/MLND

Primary LanguageJupyter Notebook

Udacity Machine Learning Engineering Nanodegree

Crypto investor profiler

Capstone project

Project overview:

The aim of this project is to combine blockchain data, machine learning and cloud managed services into a final product as a web app. Ethereum blockchain data is publicly available as a GCP public dataset. The web app predicts the investor profile (cluster) of the Ethereum address that is entered into the user interface. The deployed model is served as an API.

This is based on three features that are extracted from the above-mentioned data source:

  • Current Ethereum balance
  • Number of Ethereum token transfers
  • Number of unique Ethereum tokens held

The project is formulated as an unsupervised machine learning problem. In the finance lingo, an investor profile defines an individual's preference in investing decisions. Examples of this are risk-averse/risk-tolerant, diversity of asset classes and individual assets, investment in growth stocks or value stocks, etc. In this project, it refers to any kind of investing behavior that can be quantified and used to differentiate between different Ethereum addresses.

It's important to note that a lot of code is built by combining code from different projects throughout the nanodegree program. The aim is to create a minimum viable model.

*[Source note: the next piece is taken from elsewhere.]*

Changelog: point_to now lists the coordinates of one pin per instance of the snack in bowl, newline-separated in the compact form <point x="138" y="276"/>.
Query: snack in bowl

The prediction script performs on-the-fly calculation of feature values of the provided Ethereum address. It queries the Ethereum data source and returns the normalized feature values. These are then used as input into the trained model which returns the predicted cluster value.

AWS services used in the project:

  • S3 to store training data, pre-processing transformer object and GCP credentials
  • SageMaker to leverage notebook instances and connect the project end-to-end
  • Lambda function to trigger the prediction script
  • API Gateway to create an API that is used in the web UI that a user interacts with
  • CloudWatch to log and debug possible issues that were encountered in the process of building the solution

GCP services used in the project:

  • BigQuery to extract Ethereum's transaction data

Project execution: All the dependendies are either available by default in Sagamaker's Python 3.6 PyTorch kernel or installed in the beginning of the project's notebook. Meanwhile, the IAM setup is needed to be able to work with different AWS services. Also, if you want to query BigQuery's Ethereum data you need a service account to authenticate the executed queries.